Well I've definitely got some pearls of wisdom from members on this forum, just thought I'd try to glean a few more...

What advice do you have for crate training a toy poodle?

I would like to have her be able to sleep in her crate at night (even if it's on my daughters bed) until she is house trained, and then the plan is for her to sleep with my daughter and have free rein to the bed and the crate with no door on it. 

I would also like to be able to have her travel in the crate while in the car, and be able to spend a few hours in the crate with the door closed (WITHOUT BARKING AND CRYING) whenever I need.

Basically I want her to think of the crate as a GOOD place to be!

Any hints or tips?!?

Rebecca


----------



## BorderKelpie (Dec 3, 2011)

Feed her in it.
All my dogs are crate trained now. There is a crate game I play with new dogs. Leave the door open, toss a really high value treat in it. She gets praised evey time she goes in on her own after the treat. At meal time, she sees you put the food in it and is praised for going in to eat. Leave the door open to start. Then, as she looses her reluctance to entering the crate, just close the door but don't lock it. Give her a treat and let her back out if she is not fussing. 

Do NOT ever let her out if she is whining (unless it's to ask to go out to potty), the instant she is quiet, open the door. Leave her in for a minute to start, then gradually increase the time in it. 

Associate the crate with good things, never put her in it as punishment, Don't get angry or frustrated as you're putting her in the crate. Periodically throughout the day, put her in the crate while you are in the same room. Let her have a bone or stuffed kong to entertain her. When she is quiet, let her out. 

I've never had a problem with mine going into crates, most take to it well. You may want to leave a little bowl on treats on it so you can toss them in when you say 'crate' or whatever your word for it will be. The tossing motion becomes a hand signal for going in as she gets better at it (really helpful if you're on the phone or whatever, you can just make the tossing motion and once it becomes a habit, she'll do it automatically. 

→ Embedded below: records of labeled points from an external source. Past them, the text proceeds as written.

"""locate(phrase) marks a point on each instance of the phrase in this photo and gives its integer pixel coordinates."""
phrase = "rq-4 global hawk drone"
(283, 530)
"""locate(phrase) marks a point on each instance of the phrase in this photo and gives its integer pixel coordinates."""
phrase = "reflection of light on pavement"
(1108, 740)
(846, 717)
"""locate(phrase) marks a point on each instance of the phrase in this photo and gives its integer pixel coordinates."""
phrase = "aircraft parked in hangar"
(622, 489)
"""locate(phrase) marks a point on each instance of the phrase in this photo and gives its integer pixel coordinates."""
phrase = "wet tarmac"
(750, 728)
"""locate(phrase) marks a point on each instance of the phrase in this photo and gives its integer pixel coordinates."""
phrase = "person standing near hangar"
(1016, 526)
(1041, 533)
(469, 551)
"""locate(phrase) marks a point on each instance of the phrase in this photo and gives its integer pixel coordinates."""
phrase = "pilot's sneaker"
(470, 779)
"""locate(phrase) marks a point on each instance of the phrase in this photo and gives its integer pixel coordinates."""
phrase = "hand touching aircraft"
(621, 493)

The first time or two, she may fuss and carry on, especially if she's gotten away with it before. Ignore it (as best you can) and again, once she's quiet, you may let her back out.


----------



## Kloliver (Jan 17, 2012)

All great advice from BorderKelpie.

Also, there is a really fun video called "crate games". It teaches them to think of he crate as a fun thing & teaches impulse control to boot!


----------



## pgr8dnlvr (Aug 7, 2011)

Thanks for the advice guys.

I watched the "crate games" available on youtube showing Zelda learning to go into her crate and found it very interesting. Excited to try!

Buuuut... The trainer started her pup at 12 weeks old, I was hoping to do something to get my toy poodle to spend as close to 3 hours straight through the night in the kennel, as soon as possible after bringing her home? 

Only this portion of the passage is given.